Análises

A Contabilidade como Heroísmo

Accountancy as heroism

A saúde financeira das cidades e vilas da África do Sul está pior do que nunca, com apenas 18 das 257 autarquias a receberem relatórios de auditoria limpos para o exercício financeiro de 2017/18. Certamente já passou muito tempo desde que seria necessário introduzir mais transparência nas despesas públicas.

Há muitos cargos pouco invejáveis na África do Sul atualmente (vice-reitor de universidade, alguém?), mas o Auditor-Geral Kimi Makwetu e a sua equipa têm tido uma altura particularmente difícil. As autarquias têm ignorado descaradamente as recomendações de auditoria — o desempenho de 63 delas piorou efetivamente no ano passado, com apenas 22 a fazerem melhor. Para piorar as coisas, Makwetu diz que as suas equipas de auditoria experienciaram pessoas a pressioná-las para alterar as suas conclusões, a questionar os seus motivos, e mesmo ameaças e intimidações directas.

A contabilidade não deveria ter de ser uma profissão heróica, por isso é uma boa notícia que a nova Lei de Auditoria Pública confira ao Auditor-Geral poderes reforçados para pressionar no sentido de investigações adicionais e iniciar ações corretivas vinculativas. Mas depender dos auditores para detetar irregularidades anos depois de terem acontecido é muito pouco, muito tarde.

Como o bolor numa cave húmida, os negócios suspeitos, a má-fé e mesmo a simples incompetência prosperam na escuridão. A transparência e a livre circulação de informação são a luz e o ar que uma democracia precisa para não começar a apodrecer nas fundações — e com a tecnologia de hoje, não há desculpa para a falta de transparência.

Como é que a transparência se parece? Significa acesso em tempo real a informações fáceis de compreender, mesmo que não seja contabilista profissional. Significa poder mergulhar abaixo da camada superior dos números agregados, chegando até às transações individuais se necessário. E acima de tudo, significa que as pessoas responsáveis por gastar dinheiro também são responsabilizadas por isso.
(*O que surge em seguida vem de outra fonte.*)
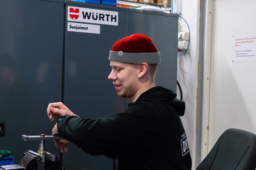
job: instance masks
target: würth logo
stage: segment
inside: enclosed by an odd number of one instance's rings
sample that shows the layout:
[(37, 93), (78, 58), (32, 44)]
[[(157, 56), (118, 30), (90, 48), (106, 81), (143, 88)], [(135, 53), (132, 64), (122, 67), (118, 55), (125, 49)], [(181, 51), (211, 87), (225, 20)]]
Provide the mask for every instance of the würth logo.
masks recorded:
[(180, 144), (181, 145), (182, 156), (183, 156), (189, 151), (189, 147), (188, 144), (188, 139), (187, 138), (187, 136), (185, 133), (181, 135), (181, 137), (182, 139), (180, 140)]
[[(79, 14), (79, 9), (77, 8), (69, 8), (70, 12), (73, 12), (74, 13), (77, 13), (78, 14)], [(79, 15), (75, 15), (74, 14), (69, 14), (69, 16), (72, 19), (76, 20), (79, 17)]]

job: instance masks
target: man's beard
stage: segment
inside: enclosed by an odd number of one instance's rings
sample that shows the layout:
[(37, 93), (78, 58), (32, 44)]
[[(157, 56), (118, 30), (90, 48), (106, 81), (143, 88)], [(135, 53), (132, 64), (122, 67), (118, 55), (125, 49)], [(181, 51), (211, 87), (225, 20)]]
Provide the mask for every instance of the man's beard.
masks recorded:
[(128, 97), (127, 95), (127, 94), (125, 91), (123, 91), (122, 93), (119, 93), (118, 92), (117, 92), (117, 95), (118, 95), (119, 97), (125, 97), (125, 98), (128, 98)]

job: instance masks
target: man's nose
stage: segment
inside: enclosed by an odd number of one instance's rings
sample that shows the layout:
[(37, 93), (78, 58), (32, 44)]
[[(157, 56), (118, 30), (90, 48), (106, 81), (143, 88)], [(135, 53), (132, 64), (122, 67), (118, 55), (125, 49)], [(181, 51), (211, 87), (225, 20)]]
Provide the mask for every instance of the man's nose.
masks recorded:
[(114, 73), (113, 70), (112, 70), (110, 73), (109, 75), (108, 78), (109, 80), (116, 80), (117, 77), (116, 75)]

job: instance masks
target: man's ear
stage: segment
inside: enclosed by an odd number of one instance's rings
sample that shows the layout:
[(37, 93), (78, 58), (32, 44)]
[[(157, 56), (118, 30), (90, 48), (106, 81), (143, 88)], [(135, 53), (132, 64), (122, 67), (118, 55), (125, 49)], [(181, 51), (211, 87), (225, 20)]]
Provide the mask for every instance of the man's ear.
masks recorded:
[(148, 65), (145, 62), (141, 63), (139, 64), (140, 71), (138, 75), (138, 78), (141, 78), (146, 74), (148, 68)]

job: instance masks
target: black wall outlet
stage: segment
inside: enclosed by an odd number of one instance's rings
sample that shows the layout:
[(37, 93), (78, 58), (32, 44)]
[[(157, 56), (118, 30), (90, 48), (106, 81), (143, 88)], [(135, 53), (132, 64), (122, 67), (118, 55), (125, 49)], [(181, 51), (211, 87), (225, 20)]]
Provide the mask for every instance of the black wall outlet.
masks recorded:
[(4, 123), (0, 123), (0, 136), (4, 136)]

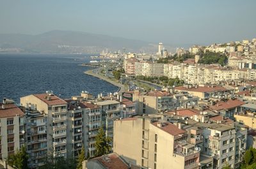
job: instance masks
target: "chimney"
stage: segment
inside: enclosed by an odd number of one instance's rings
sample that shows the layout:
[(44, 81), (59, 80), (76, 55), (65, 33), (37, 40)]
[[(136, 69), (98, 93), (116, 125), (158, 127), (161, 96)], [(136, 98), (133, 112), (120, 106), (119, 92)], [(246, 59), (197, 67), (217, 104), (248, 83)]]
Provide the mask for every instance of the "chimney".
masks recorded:
[(4, 105), (6, 104), (6, 98), (4, 98), (3, 99), (3, 104)]
[(161, 123), (161, 122), (157, 122), (157, 127), (159, 127), (159, 128), (162, 127), (162, 124)]
[(179, 128), (179, 129), (182, 129), (182, 128), (181, 128), (181, 122), (178, 122), (178, 128)]

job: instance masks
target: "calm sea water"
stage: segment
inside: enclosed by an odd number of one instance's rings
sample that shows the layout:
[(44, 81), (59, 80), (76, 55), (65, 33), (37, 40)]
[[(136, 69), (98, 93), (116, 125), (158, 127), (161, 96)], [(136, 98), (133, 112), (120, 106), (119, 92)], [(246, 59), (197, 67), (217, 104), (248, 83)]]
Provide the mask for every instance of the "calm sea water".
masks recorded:
[(86, 55), (0, 54), (0, 101), (4, 98), (16, 103), (20, 97), (51, 90), (62, 98), (87, 91), (97, 96), (118, 88), (83, 73), (90, 68), (78, 66), (89, 62)]

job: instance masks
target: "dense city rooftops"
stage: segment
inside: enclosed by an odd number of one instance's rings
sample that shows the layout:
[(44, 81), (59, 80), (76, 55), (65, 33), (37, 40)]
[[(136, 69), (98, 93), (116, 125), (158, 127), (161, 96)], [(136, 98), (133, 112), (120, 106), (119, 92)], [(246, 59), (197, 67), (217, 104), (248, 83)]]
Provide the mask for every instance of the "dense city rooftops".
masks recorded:
[(147, 92), (145, 95), (149, 96), (154, 96), (154, 97), (164, 97), (164, 96), (171, 96), (170, 92), (167, 91), (150, 91)]
[(57, 97), (53, 94), (43, 93), (33, 94), (33, 96), (41, 99), (49, 106), (67, 104), (67, 102)]
[(93, 158), (88, 161), (88, 163), (92, 162), (99, 163), (103, 166), (100, 168), (108, 169), (128, 169), (128, 168), (137, 168), (136, 166), (129, 165), (121, 159), (118, 155), (115, 153), (108, 154), (100, 157)]
[(186, 133), (186, 131), (179, 129), (176, 125), (169, 122), (156, 121), (152, 122), (152, 124), (173, 136)]
[(226, 91), (227, 89), (225, 87), (220, 86), (208, 86), (208, 87), (192, 87), (191, 88), (186, 87), (184, 86), (176, 87), (175, 90), (177, 91), (192, 91), (198, 92), (216, 92), (216, 91)]
[(218, 101), (214, 105), (210, 106), (211, 110), (218, 111), (221, 110), (227, 110), (230, 108), (233, 108), (237, 107), (244, 105), (245, 103), (238, 99), (228, 99), (228, 101)]
[(24, 115), (22, 111), (14, 103), (3, 104), (0, 103), (0, 118)]

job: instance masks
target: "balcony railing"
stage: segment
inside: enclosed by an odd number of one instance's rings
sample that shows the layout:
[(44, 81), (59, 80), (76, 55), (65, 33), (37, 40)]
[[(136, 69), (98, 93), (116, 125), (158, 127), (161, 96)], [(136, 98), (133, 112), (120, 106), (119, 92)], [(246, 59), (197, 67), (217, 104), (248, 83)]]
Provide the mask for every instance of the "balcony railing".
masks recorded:
[(67, 128), (67, 125), (66, 124), (62, 124), (62, 125), (60, 125), (60, 126), (52, 126), (52, 129), (54, 130), (60, 129), (64, 129), (64, 128)]
[(58, 122), (58, 121), (63, 121), (67, 120), (67, 116), (61, 117), (54, 117), (52, 118), (53, 122)]
[(60, 144), (64, 144), (67, 143), (67, 140), (63, 140), (60, 142), (53, 142), (53, 145), (59, 145)]
[(187, 152), (187, 153), (186, 153), (186, 152), (175, 152), (174, 153), (177, 154), (177, 155), (181, 156), (186, 157), (186, 156), (191, 156), (192, 154), (199, 153), (199, 152), (198, 151), (190, 151), (190, 152)]

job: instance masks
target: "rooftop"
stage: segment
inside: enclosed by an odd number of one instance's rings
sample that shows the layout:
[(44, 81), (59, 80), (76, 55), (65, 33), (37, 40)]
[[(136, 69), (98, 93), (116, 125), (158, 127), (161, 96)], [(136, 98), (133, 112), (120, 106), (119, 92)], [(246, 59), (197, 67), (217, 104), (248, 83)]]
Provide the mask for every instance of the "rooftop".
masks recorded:
[(104, 106), (104, 105), (114, 105), (114, 104), (119, 104), (119, 101), (116, 100), (106, 100), (103, 101), (99, 101), (95, 103), (97, 105), (99, 106)]
[(170, 112), (167, 112), (170, 114), (176, 114), (177, 115), (182, 116), (182, 117), (191, 117), (193, 115), (198, 115), (199, 114), (194, 112), (190, 109), (183, 109), (183, 110), (177, 110), (176, 111), (172, 111)]
[(218, 111), (220, 110), (227, 110), (235, 108), (244, 104), (244, 102), (238, 99), (228, 99), (226, 102), (218, 101), (217, 102), (217, 103), (215, 104), (215, 105), (210, 106), (210, 108), (213, 110)]
[(150, 91), (147, 92), (145, 95), (149, 96), (154, 96), (154, 97), (164, 97), (164, 96), (169, 96), (171, 94), (167, 91)]
[[(159, 125), (157, 125), (157, 124), (159, 123), (161, 123), (161, 127), (159, 127)], [(169, 134), (173, 136), (176, 136), (180, 134), (186, 133), (186, 131), (179, 129), (176, 125), (174, 125), (173, 124), (172, 124), (169, 122), (156, 121), (152, 124), (156, 127), (163, 129), (163, 131), (168, 133)]]
[(49, 95), (47, 93), (43, 93), (43, 94), (33, 94), (33, 96), (41, 99), (49, 106), (67, 104), (66, 101), (57, 97), (54, 94)]
[(138, 168), (136, 166), (129, 165), (124, 161), (120, 156), (115, 154), (111, 153), (104, 155), (100, 157), (90, 159), (88, 160), (87, 163), (90, 162), (98, 162), (101, 164), (102, 168), (108, 169), (129, 169), (129, 168)]
[[(3, 108), (3, 105), (4, 108)], [(24, 115), (23, 112), (15, 104), (3, 104), (0, 103), (0, 118), (15, 117), (16, 115)]]
[(191, 88), (186, 87), (184, 86), (176, 87), (175, 90), (184, 91), (192, 91), (192, 92), (215, 92), (215, 91), (226, 91), (227, 89), (225, 87), (220, 86), (208, 86), (208, 87), (192, 87)]
[(249, 91), (244, 91), (236, 93), (239, 96), (251, 96), (251, 92)]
Imagine se os sistemas contabilísticos da sua autarquia local estivessem abertos ao escrutínio público em tempo real. Os cidadãos comuns poderiam ver exatamente o que estava a ser gasto em viagens, ou entretenimento, ou consultores misteriosos — e igualmente importante, o que não estava a ser gasto na modernização de estações de tratamento de esgotos, combustível para camiões de recolha de lixo ou manutenção de estradas e habitação pública. E poderiam vê-lo em dias, não em meses ou anos — o que significa que poderia haver tempo para travar os problemas, antes de o dinheiro ser desviado para contas bancárias offshore e propriedades no Dubai. O melhor de tudo, as pessoas que sabem que as suas ações estão a ser observadas têm menos probabilidade de errar logo de início.

Nada disto é impossível de fazer agora — não é sequer particularmente difícil ou dispendioso, especialmente em comparação com os milhares de milhões que continuamos a perder em "irregularidades". A tecnologia para conseguir tudo isto já existe e está em uso em todo o mundo, incluindo em muitos locais aqui mesmo na África do Sul. Então o governo não está a tornar as suas despesas transparentes porque não consegue — ou porque não quer?

Sabia que o Orçamento nacional da África do Sul é classificado como um dos mais transparentes do mundo? De facto, em 2017 empatámos em primeiro lugar com a Nova Zelândia no Inquérito Open Budget da International Budget Partnership a 102 países. Portanto, estamos a acertar num lado da equação. Agora é altura de concentrar a atenção no outro lado, e também acertar nas nossas despesas.